I declined, suggesting that he should instead keep "Barky" in at night, or spread grub killer on his lawn to remove the skunks' food source. Besides, I like skunks.


Does anybody else get these types of absurd (and sometimes dangerous) requests from non-gun owners? It reminds me of when I used to own a pickup truck and every distant relative or friend-of-a-friend would ask me to move something virtually every weekend.
 
Last edited:
It happens. For me, it's either the request to be a bodyguard to some family member in extemis or a 'go shoot something that I want to eat' kind of thing.

I don't get too upset with these sorts of things, because I figure that (as ridiculous as some of the requests are) at least they give me opportunities to prove to others that firearms are simply useful tools.
 
he he, now you know what it's like to be known as the "computer guy" :D

I've had the bodyguard request made. I declined as well. I told them they couldn't afford me.
In hindsight I should have made the arm yourself statement.
 
I guess I miss out on a lot because to my knowledge I don't know any non-gunowners or anti-gun people ;)

It reminds me of when I used to own a pickup truck and every distant relative or friend-of-a-friend would ask me to move something virtually every weekend.
Yeah, and in the same breath they criticize you for owning a "gas-guzzler" :rolleyes:

I still own a pickup, but nowadays I don't really know anybody who doesn't own a pickup (or 2 or 3 :) ) so it's not a problem anymore.
 
Not really

I think you guys exaggerate the stuff you take from non gun owners. If they ask "why do you have that, they are dangerous" I just say It's fun and safe if you follow the rules, I'm not forcing you to own one why force me not too? (not word for word, but something like that)


Hasn't failed yet, usually ends the conversation though.
 
Yeah, my 2A-friendly, yet non-gun-owning girlfriend said "put that thing away before my mom sees it" on a recent vacation, referring to my X2-equipped PT145 laying on the table. I guess the X2 makes it look especially intimidating. I said "your mother has no need to be afraid of inanimate objects." :rolleyes:
 
Most of my requests are from co-workers who tongue-in-cheek, request that I "kill someone", that happens to be annoying him/her that day. I usually just brush off their comments, and think to myself that I am glad that I am the responsible gun owner and not them. :)
 
i've only gotten the body guard request once, and i decided to do it for the person asking, simply because the person asking is vision impaired (and a good friend) and isn't capable of using a firearm or really defending themselves with any real degree of ability.

Fortunately the situation worked out to be a non event.
 
I once had a female acquaintance ask if I would lend her a couple of handguns so she could use them for a Halloween party. Evidently she was planning to go as Trinity from The Matrix.

I politely declined.
 
Great post. Sheesh...

No, I can't say that someone I know has ever made such ignorant requests of me.

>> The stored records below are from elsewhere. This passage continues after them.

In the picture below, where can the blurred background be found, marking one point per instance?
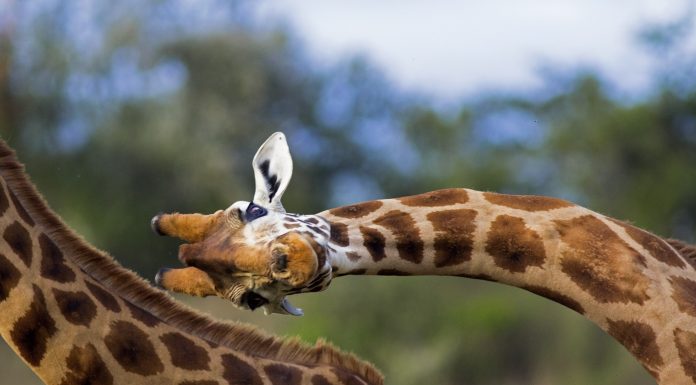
(124, 109)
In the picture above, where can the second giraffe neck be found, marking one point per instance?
(631, 283)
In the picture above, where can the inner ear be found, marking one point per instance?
(293, 259)
(272, 166)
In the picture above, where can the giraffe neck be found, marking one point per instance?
(75, 316)
(630, 283)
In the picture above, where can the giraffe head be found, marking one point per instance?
(253, 253)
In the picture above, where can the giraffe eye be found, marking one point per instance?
(254, 211)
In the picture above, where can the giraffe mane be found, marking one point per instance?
(686, 250)
(128, 285)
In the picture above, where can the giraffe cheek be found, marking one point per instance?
(294, 260)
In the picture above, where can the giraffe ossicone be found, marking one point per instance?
(247, 253)
(75, 316)
(638, 287)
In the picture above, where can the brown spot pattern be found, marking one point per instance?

However, my dearest and best male friend owns no guns and prefers to avoid them. When I got my Garand, I showed it to him. He did say, "Wow!," but then placed it on his shoulder and marched back and forth, turning around every few steps. He looked like Benny Hill, real silly, actually like a child.

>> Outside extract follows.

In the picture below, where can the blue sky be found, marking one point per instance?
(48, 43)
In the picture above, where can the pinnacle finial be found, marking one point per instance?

That's when it hit me that Bob, like so many others who shun firearms, have a kind of stunted growth, a psychological immaturity about guns, just like most of us who probably draw stick figures when we try to draw people. Either no one ever taught us, or we never made the effort to get past that level of awareness and skill. Of course, firearm ignorance is far more dangerous than not being able to draw pictures. Far more dangerous.

I think schools should teach kids how to swim and how to shoot. :D
 
Periodically coworkers will ask me to go get one of my guns so that they can shoot their computers... :D

For those of you in the DC metro area, remember the "tractorman" incident a few years ago? It tied up commuters in NoVA for two days. My boss called in, told me to go home, get my rifle, and "shoot the b*stard" so that she could get to work.

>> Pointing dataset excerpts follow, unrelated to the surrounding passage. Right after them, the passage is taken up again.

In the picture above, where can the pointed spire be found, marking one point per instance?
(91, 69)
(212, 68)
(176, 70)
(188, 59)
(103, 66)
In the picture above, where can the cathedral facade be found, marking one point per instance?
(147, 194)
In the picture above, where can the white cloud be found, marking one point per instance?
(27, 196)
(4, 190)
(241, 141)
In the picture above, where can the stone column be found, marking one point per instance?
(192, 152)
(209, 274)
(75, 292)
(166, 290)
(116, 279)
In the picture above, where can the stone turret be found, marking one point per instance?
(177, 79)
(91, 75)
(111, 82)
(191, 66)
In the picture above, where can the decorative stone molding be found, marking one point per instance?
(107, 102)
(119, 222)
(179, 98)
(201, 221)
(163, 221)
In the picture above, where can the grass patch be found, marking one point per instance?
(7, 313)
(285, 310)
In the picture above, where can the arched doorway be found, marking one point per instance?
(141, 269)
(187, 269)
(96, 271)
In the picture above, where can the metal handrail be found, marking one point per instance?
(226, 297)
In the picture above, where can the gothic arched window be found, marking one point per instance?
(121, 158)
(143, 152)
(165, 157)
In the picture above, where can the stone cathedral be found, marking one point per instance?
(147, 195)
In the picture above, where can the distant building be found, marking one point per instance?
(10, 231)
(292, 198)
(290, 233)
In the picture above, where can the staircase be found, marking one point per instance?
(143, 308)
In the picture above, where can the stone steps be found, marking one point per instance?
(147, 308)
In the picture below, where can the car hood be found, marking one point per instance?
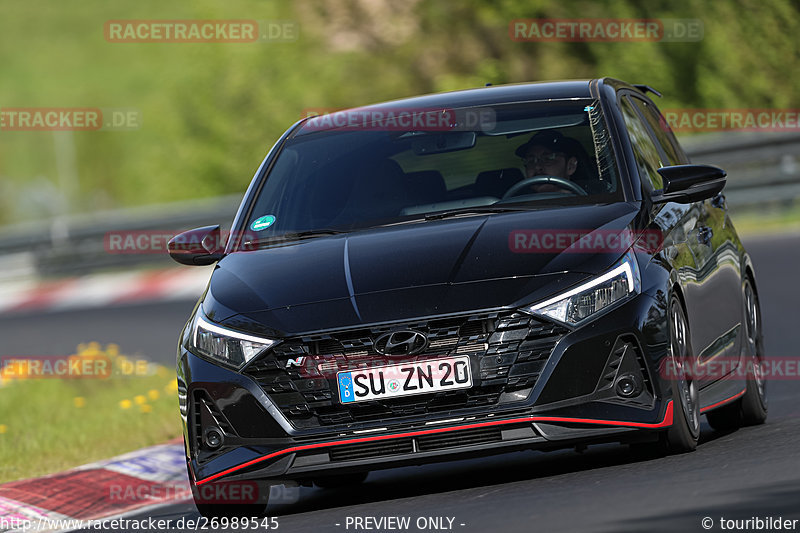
(409, 271)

The scary thing is that I think she was serious... :what:
 
YES.

Last semester a fellow classmate that knew I was a gun owner asked me if I would let him use some of my guns at his place (with me there) to make a short film for a project. He wanted to do a shootout scene with blanks and fake blood. :what: :eek: :uhoh:
 
When I was an armed courier I would occasionally field questions or comments from my customers. Since I was in plainclothes it didn't come up often, but one situation made me realized that some of the customers may not have known I was armed at all.

I was making a pickup in Boston, and one employee asked me what kind of weapon I carried. His co-worker, a woman that I'd been taking the daily depost from for two years said, "Oh my God, you carry a gun?" I replied yes, I do. She said, "It's scary to think there are people out there carrying guns under their clothes." I replied that the really scary thing is that most of them in Boston don't have permits, have no respect for human life, and that the only rational response is to get a license and carry a firearm of your own.

The look on her face was priceless.
 
I can't say I have had any of these problems yet, however, I HAVE been dreaming that someone will call me up one day and say...

"I've got this damn 14 point buck in my orchard out at the farm that keeps eating all the apples off the tree. Could you come take care of it for me?"

OR

"This whole damn flock of Turkey wake me up every morning at the farm. Think you could come over and thin them out a bit?"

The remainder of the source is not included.